Lange vor dem Schreiben mache ich mir Gedanken über die Prämisse, in dem ich mir das Material anschaue, mit dem Kunden sprechen und Vorschläge machen. Wenn wir uns auf eine Prämisse geeinigt haben, entwickele ich etwas, das ich intern „Storyline“ nenne. Diese Storyline beschreibt in groben Zügen den Ablauf der Geschichte und einzelne Szenen. Das hat viele Vorteile. Zum einen kann ich mir so, bevor ich mit dem Schreiben anfangen, gut mit dem Kunden verständigen und es gibt weniger Änderungswünsche und Überarbeitungsrunden (bei vielen Büchern fast gar keine, was für meine Arbeit und gute Vorbereitung spricht). Zum anderen geht der rote Faden nicht verloren.

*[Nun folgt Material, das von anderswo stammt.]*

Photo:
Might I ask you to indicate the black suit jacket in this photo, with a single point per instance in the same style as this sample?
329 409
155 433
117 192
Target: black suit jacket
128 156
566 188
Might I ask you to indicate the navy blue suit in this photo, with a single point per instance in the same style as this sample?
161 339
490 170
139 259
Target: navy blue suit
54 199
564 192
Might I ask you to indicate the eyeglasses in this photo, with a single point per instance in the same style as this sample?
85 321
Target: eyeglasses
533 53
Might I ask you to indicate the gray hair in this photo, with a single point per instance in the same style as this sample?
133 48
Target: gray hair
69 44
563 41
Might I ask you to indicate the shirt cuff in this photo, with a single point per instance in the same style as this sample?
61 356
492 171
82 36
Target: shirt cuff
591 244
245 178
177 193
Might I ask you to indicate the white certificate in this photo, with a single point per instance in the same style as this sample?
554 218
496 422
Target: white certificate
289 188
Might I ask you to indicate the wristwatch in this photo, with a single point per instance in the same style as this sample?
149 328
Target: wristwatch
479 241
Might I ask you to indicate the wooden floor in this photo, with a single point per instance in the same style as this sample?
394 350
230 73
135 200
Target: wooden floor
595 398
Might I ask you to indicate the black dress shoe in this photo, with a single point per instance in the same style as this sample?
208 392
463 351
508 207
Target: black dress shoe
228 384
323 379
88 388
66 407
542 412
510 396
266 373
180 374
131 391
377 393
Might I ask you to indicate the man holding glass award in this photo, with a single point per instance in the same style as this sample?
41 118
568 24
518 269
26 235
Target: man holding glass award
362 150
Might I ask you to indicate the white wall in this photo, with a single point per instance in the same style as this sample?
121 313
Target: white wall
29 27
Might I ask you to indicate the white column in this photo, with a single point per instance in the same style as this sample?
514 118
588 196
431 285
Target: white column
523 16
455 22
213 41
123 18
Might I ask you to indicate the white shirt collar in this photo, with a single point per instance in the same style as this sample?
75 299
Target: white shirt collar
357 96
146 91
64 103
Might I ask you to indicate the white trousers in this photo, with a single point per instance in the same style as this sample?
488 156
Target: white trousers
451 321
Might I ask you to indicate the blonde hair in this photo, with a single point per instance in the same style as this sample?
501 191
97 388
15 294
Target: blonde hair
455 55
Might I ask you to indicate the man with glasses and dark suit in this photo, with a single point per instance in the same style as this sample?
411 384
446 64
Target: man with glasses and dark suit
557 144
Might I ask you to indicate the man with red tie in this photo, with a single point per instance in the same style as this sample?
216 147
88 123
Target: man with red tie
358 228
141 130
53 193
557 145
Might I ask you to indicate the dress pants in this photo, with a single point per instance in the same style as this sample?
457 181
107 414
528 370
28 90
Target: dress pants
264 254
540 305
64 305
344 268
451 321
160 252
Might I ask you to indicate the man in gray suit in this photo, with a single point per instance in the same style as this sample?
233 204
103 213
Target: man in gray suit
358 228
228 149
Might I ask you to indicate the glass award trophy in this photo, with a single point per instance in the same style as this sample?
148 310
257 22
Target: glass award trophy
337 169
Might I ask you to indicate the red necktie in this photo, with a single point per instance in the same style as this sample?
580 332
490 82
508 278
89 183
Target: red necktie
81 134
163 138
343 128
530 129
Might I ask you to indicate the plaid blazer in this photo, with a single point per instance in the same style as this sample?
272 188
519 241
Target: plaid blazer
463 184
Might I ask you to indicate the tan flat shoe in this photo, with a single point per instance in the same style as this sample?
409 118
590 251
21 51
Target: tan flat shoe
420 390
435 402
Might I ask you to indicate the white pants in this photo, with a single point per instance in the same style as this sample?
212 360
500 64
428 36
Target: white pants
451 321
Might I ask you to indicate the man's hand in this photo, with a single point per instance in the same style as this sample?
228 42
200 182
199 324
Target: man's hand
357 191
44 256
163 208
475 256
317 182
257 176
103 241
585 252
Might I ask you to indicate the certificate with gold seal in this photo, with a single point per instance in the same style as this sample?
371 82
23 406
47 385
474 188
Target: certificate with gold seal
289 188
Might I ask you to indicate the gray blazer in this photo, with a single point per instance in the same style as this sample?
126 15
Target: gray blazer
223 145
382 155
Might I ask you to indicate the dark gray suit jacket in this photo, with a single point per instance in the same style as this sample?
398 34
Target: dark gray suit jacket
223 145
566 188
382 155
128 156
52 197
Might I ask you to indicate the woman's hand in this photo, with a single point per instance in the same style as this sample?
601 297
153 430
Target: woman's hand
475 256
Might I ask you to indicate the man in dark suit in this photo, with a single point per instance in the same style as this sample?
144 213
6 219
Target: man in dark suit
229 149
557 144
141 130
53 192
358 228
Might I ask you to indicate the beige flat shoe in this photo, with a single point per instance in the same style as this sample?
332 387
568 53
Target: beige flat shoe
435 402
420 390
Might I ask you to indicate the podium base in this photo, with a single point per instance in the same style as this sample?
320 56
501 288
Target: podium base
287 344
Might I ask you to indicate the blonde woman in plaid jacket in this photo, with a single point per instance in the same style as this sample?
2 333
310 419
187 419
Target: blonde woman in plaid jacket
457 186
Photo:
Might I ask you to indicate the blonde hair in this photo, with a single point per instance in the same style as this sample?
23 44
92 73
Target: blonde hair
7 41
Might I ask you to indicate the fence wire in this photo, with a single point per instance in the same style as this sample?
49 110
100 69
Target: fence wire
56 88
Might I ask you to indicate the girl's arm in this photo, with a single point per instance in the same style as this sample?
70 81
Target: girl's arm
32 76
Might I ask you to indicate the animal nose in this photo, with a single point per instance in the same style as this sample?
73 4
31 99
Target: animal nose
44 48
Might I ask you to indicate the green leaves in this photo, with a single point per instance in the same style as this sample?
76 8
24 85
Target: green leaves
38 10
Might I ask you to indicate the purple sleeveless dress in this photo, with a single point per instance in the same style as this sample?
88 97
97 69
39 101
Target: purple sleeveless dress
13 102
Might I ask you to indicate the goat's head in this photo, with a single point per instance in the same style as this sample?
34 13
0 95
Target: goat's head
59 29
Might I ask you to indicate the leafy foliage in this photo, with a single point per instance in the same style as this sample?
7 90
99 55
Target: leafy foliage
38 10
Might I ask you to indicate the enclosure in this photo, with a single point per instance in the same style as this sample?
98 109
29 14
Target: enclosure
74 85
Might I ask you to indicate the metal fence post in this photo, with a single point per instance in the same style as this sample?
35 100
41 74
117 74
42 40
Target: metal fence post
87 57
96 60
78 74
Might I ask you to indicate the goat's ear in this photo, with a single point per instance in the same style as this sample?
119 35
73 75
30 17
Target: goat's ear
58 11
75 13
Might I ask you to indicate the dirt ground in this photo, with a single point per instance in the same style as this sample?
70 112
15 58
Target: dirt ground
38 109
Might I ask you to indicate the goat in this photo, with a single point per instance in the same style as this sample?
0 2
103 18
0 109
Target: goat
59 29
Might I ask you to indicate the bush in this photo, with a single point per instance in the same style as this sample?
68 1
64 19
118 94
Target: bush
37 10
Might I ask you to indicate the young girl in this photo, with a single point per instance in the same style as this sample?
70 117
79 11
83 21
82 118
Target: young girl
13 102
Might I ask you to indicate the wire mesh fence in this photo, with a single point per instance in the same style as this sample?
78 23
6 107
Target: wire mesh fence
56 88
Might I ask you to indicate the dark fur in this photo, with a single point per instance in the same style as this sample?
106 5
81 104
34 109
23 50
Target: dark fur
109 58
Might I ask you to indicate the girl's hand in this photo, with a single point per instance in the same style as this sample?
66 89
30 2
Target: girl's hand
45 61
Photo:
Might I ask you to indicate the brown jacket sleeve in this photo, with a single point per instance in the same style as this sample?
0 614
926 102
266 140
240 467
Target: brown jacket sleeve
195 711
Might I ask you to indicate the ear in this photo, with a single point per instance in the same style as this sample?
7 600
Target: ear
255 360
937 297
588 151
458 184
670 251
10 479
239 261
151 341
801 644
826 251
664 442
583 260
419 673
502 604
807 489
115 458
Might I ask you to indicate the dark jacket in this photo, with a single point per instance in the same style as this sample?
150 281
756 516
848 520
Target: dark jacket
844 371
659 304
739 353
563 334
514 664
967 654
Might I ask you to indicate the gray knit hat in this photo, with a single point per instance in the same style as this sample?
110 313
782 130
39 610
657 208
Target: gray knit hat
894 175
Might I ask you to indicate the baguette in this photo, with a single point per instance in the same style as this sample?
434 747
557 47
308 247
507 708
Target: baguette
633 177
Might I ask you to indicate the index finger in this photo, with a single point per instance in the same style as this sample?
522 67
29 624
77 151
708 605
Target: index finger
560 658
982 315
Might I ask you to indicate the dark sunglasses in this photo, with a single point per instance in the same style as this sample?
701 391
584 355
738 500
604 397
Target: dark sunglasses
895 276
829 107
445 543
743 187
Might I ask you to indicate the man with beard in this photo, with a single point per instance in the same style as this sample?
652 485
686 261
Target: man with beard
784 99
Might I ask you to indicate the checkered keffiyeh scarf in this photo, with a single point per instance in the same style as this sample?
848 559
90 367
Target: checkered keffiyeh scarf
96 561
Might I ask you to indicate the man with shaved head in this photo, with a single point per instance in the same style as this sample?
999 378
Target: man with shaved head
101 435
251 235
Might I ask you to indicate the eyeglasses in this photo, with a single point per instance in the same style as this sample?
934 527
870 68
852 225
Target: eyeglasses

Bei meiner ersten Hausarbeit hatte ich Glück. Ich zeigte sie einem Freund, der schon ein paar Semester weiter war. Er fragte mich nach dem roten Faden. Ich arbeitete sie um und bekam eine gute Note. Seither habe ich die Frage nach der Prämisse immer im Kopf, wenn ich schreibe, ob nun wissenschaftlich oder belletristisch.  Ich weiß, dass es manchmal ein erfahrenes Gegenüber braucht, damit man die eigene Prämisse findet. Oder einen guten Ghostwriter.